Salpingectomy is the surgical removal of one (unilateral) or both (bilateral) fallopian tubes. Fallopian tubes allow eggs to travel from the ovaries to the uterus.
A partial salpingectomy is when you have only part of a fallopian tube removed.
Another procedure, salpingostomy (or neosalpingostomy), is when the surgeon makes an opening in the fallopian tube to remove its contents. The tube itself isn’t removed.
Continue reading to learn more about salpingectomy, why it’s done, and what you can expect.
Salpingectomy is when only the fallopian tube or tubes are removed. Oophorectomy is removal of one or both ovaries.
When the two procedures are done at the same time, it’s called a salpingectomy-oophorectomy or salpingo-oophorectomy. Depending on the reasons for the surgery, salpingo-oophorectomy is sometimes combined with hysterectomy (removal of the uterus).
Salpingectomy alone or salpingo-oophorectomy can each be performed with open abdominal surgery or laparoscopic surgery.
Salpingectomy can be used to treat a variety of problems. Your doctor might recommend it if you have:
- an ectopic pregnancy
- a blocked fallopian tube
- a ruptured fallopian tube
- an infection
- fallopian tube cancer
Fallopian tube cancer is rare, but it’s more common in women who carry BRCA gene mutations. Fallopian tube lesions occur in up to about half of women with BRCA gene mutations who also have ovarian cancer.
Ovarian cancer sometimes starts in the fallopian tubes. Prophylactic salpingectomy may
This procedure can also be used as a method of permanent birth control.
Your surgeon will discuss the procedure with you and provide pre- and post-op instructions. These may vary depending on whether you’ll have open abdominal surgery or laparoscopic surgery. That is determined by factors such as the reason for the surgery, your age, and your general health.
Here are a few things to consider before surgery:
- Plan your transportation home. When you leave the hospital, you may still be groggy from anesthesia and your abdomen may be sore.
- Bring loose-fitting, comfortable clothing to wear home.
- If you take medications, ask your doctor if you should take them on the day of surgery.
- Ask your doctor how long you should fast before surgery.
Just before open abdominal surgery, you’ll be given general anesthesia. The surgeon will make an incision a few inches long on your lower abdomen. The fallopian tubes can be seen and removed from this incision. Then, the opening will be closed with stitches or staples.
Laparoscopic surgery is a less invasive procedure. It may be performed under general or local anesthesia.
A tiny incision will be made in your lower abdomen. A laparoscope is a long tool with a light and camera on the end. It will be inserted into the incision. Your abdomen will be inflated with gas. This allows your surgeon to get a clear view of your pelvic organs on a computer screen.
Then a few additional incisions will be made. They’ll be used to insert other tools to remove the fallopian tubes. These incisions will likely be less than half an inch long. Once the tubes are out, the small incisions will be closed.
After surgery, you’ll go to the recovery room for monitoring. It will take some time to fully wake from the anesthesia. You might have some nausea as well as soreness and mild pain around the incisions.
If you had outpatient surgery, you won’t be released until you can stand up and have emptied your bladder.
Follow your doctor’s recommendations for resuming normal activities. It may take only a few days, but it’s possible it could be longer. Avoid heavy lifting or strenuous exercise for at least a week.
Once home, be sure to alert your doctor if you:
- develop a fever and chills
- have worsening pain or nausea
- notice discharge, redness, or swelling around the incisions
- have unexpected heavy vaginal bleeding
- can’t empty your bladder
Incisions from laparoscopic surgery are smaller and tend to heal more quickly than those of abdominal surgery.
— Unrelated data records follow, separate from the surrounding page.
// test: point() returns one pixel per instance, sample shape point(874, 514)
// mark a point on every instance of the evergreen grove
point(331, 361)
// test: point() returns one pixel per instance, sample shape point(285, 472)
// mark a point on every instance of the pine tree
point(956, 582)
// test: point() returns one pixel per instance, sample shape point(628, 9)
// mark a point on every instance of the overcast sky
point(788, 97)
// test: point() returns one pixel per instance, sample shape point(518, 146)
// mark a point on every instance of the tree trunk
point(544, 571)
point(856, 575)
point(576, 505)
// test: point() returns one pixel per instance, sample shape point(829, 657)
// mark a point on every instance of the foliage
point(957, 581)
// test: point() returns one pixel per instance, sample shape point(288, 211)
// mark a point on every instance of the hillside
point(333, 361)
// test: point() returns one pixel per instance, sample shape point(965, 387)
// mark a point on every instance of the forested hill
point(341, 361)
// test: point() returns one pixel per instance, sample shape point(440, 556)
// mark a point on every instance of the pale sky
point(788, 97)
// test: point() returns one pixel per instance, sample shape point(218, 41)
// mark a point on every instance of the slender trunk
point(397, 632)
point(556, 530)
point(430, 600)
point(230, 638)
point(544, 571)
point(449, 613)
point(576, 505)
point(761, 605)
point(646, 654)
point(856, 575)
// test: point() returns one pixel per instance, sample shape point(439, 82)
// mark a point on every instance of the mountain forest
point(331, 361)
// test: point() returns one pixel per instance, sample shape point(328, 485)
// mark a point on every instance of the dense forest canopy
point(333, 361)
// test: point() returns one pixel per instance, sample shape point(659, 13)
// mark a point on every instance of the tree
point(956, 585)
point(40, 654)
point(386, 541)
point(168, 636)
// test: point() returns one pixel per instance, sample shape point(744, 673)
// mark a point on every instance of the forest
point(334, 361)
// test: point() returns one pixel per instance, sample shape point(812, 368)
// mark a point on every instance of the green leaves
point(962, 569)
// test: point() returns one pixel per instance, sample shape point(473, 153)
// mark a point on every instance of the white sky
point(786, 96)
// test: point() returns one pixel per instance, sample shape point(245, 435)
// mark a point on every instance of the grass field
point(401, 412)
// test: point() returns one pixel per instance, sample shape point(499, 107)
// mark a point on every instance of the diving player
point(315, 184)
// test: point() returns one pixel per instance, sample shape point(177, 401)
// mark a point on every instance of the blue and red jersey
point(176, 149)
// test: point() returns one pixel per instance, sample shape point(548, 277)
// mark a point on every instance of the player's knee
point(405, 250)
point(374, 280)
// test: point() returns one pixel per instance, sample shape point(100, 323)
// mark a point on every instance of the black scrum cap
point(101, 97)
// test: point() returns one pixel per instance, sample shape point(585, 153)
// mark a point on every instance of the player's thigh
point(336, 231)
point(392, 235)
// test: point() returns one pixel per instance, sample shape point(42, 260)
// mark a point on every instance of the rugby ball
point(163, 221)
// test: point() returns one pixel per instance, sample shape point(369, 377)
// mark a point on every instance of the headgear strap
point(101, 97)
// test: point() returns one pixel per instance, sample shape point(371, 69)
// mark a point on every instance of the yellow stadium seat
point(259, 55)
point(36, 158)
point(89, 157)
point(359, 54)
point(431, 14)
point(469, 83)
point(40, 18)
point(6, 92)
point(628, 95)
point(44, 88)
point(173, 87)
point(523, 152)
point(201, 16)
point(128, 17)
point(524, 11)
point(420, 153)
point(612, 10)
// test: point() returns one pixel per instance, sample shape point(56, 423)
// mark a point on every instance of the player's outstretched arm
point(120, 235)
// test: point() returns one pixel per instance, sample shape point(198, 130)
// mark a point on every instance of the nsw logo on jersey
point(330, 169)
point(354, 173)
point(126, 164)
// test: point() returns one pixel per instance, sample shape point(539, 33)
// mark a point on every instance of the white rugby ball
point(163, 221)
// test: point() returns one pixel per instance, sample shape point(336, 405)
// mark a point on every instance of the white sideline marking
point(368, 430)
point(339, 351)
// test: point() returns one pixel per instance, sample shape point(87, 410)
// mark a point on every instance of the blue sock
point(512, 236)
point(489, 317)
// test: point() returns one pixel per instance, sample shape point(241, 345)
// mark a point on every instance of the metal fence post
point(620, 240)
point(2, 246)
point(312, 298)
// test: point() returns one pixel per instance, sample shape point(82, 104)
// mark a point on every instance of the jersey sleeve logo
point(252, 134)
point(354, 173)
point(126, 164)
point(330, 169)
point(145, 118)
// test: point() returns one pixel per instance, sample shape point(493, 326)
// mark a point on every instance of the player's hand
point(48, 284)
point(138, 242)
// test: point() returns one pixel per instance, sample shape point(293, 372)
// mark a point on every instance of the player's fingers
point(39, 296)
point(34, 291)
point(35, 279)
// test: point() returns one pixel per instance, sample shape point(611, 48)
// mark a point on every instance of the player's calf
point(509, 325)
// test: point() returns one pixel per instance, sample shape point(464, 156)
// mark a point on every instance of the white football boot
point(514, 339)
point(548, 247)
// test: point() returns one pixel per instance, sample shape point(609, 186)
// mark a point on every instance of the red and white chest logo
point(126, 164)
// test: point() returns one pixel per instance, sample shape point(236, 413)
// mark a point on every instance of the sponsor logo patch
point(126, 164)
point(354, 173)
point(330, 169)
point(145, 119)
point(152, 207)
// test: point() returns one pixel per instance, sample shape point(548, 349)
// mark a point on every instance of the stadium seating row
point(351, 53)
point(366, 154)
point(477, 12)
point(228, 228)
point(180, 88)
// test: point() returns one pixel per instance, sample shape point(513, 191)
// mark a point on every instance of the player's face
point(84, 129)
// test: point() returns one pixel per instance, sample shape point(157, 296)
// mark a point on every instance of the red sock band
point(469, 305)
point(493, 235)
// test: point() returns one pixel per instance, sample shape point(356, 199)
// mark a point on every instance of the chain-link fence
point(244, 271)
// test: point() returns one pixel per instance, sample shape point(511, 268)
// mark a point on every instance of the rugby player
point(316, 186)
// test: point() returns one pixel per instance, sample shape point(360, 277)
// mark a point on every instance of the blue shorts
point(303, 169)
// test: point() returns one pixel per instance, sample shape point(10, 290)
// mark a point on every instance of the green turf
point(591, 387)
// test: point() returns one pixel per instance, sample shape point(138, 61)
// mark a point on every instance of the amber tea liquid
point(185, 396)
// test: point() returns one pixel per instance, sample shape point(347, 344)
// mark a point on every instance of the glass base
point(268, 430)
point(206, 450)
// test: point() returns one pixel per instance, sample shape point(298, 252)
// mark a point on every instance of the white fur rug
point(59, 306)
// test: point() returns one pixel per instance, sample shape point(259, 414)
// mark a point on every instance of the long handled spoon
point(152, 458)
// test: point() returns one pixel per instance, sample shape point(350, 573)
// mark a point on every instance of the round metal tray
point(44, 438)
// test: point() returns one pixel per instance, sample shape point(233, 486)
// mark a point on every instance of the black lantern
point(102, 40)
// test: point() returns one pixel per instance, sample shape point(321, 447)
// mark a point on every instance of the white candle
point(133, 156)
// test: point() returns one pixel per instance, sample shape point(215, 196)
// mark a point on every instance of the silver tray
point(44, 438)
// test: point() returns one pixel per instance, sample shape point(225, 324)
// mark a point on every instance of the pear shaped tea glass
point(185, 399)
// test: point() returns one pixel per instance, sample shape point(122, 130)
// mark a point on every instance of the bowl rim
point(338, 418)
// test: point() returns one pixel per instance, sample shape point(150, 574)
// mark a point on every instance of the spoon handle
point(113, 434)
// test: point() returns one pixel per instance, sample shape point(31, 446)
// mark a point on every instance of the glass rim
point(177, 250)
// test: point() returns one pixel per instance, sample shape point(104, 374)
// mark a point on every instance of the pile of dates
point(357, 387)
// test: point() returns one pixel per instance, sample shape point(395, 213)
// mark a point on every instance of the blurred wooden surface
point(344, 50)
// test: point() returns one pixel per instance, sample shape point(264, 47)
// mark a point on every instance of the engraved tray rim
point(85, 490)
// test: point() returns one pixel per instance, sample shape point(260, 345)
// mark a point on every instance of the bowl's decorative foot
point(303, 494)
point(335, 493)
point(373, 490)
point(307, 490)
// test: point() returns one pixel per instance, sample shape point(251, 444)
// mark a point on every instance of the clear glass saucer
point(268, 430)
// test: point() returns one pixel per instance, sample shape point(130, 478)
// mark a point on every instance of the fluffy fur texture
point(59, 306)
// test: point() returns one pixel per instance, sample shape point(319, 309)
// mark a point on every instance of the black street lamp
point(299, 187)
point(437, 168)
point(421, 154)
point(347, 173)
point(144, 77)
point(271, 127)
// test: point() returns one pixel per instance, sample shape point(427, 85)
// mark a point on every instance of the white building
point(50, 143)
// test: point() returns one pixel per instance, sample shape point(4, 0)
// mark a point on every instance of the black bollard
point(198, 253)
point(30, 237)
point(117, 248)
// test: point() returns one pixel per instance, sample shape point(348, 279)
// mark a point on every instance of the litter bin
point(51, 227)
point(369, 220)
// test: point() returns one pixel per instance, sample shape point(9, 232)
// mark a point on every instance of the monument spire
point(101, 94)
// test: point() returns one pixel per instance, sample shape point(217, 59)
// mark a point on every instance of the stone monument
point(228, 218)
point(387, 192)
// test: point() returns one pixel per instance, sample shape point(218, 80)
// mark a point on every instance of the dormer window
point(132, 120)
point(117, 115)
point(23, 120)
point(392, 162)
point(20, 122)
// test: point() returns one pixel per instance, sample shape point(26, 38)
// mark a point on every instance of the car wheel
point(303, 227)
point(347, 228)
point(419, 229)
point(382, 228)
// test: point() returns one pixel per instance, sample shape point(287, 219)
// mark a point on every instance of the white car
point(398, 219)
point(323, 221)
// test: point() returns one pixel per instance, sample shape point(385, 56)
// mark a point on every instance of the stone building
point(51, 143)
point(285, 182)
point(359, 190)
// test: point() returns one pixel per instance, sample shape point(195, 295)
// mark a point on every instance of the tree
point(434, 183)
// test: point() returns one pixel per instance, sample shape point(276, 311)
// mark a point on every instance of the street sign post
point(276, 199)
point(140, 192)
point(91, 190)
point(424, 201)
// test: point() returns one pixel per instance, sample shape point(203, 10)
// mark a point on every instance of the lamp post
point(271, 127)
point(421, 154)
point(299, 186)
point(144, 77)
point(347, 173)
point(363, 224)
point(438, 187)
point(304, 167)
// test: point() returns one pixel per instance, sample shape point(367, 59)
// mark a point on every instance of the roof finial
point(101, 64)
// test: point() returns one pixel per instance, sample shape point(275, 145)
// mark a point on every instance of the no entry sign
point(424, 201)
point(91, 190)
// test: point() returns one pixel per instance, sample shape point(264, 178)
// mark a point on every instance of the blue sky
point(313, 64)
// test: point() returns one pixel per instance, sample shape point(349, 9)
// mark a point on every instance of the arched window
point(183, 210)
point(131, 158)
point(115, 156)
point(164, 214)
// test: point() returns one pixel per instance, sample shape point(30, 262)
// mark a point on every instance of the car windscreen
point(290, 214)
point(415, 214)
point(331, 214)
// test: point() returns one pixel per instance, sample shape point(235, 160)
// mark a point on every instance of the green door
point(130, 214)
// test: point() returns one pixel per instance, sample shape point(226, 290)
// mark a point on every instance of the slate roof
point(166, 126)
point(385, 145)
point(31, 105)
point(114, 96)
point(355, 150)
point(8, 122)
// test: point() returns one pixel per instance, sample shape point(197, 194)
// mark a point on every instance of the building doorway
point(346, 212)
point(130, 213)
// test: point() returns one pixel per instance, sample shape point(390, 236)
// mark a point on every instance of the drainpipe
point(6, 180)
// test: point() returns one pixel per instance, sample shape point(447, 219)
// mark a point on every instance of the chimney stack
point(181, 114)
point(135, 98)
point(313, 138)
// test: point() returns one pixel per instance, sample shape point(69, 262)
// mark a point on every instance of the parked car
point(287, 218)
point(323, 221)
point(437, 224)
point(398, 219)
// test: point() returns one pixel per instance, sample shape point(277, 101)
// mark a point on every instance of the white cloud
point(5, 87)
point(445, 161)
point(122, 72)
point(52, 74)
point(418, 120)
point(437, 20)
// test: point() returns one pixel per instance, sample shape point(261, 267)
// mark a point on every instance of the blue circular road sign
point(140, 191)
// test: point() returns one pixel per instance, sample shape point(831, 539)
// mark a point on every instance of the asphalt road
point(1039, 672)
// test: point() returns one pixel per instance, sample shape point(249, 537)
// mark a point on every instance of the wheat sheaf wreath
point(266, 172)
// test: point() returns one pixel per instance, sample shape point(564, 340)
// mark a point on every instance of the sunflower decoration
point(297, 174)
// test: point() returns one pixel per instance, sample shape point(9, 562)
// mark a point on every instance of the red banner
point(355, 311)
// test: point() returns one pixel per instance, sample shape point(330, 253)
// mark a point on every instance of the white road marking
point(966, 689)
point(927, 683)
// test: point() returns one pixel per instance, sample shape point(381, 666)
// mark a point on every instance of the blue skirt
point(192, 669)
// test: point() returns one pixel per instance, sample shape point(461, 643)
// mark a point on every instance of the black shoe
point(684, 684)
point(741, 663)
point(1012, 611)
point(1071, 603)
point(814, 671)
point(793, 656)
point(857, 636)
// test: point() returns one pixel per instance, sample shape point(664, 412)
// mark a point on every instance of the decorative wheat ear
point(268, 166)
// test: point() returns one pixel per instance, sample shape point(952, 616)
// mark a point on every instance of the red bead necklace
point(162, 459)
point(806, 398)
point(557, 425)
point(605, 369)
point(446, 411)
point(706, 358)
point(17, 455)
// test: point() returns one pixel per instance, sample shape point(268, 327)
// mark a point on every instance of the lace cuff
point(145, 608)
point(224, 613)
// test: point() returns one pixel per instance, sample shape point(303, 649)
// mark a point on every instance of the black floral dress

Everyone recovers at their own rate. But, generally speaking, you can expect a full recovery within three to six weeks after abdominal surgery or two to four weeks after laparoscopy.
There are risks to any type of surgery, including a bad reaction to anesthesia. Laparoscopy can take more time than open surgery, so you may be under anesthesia longer. Other risks of salpingectomy include:
- infection (the risk of infection is lower with laparoscopy than with open surgery)
- internal bleeding or bleeding at the surgical site
- damage to blood vessels or nearby organs
A study of 136 women who had salpingectomy in conjunction with cesarean section found that complications were rare.
Although it takes a little longer, laparoscopic salpingectomy has been found to be a safe alternative to tubal occlusion. Because it’s more effective and may offer some protection from ovarian cancer, it’s an additional option for women seeking sterilization.
The overall prognosis is good.
If you still have your ovaries and uterus, you’ll continue to have periods.
Removal of one fallopian tube won’t make you infertile. You’ll still need contraception.
Removal of both fallopian tubes means you can’t conceive a child and won’t need contraception. However, if you still have your uterus, it may be possible to carry a baby with the help of in vitro fertilization (IVF).
Before having salpingectomy, discuss your fertility plans with your doctor or a fertility specialist.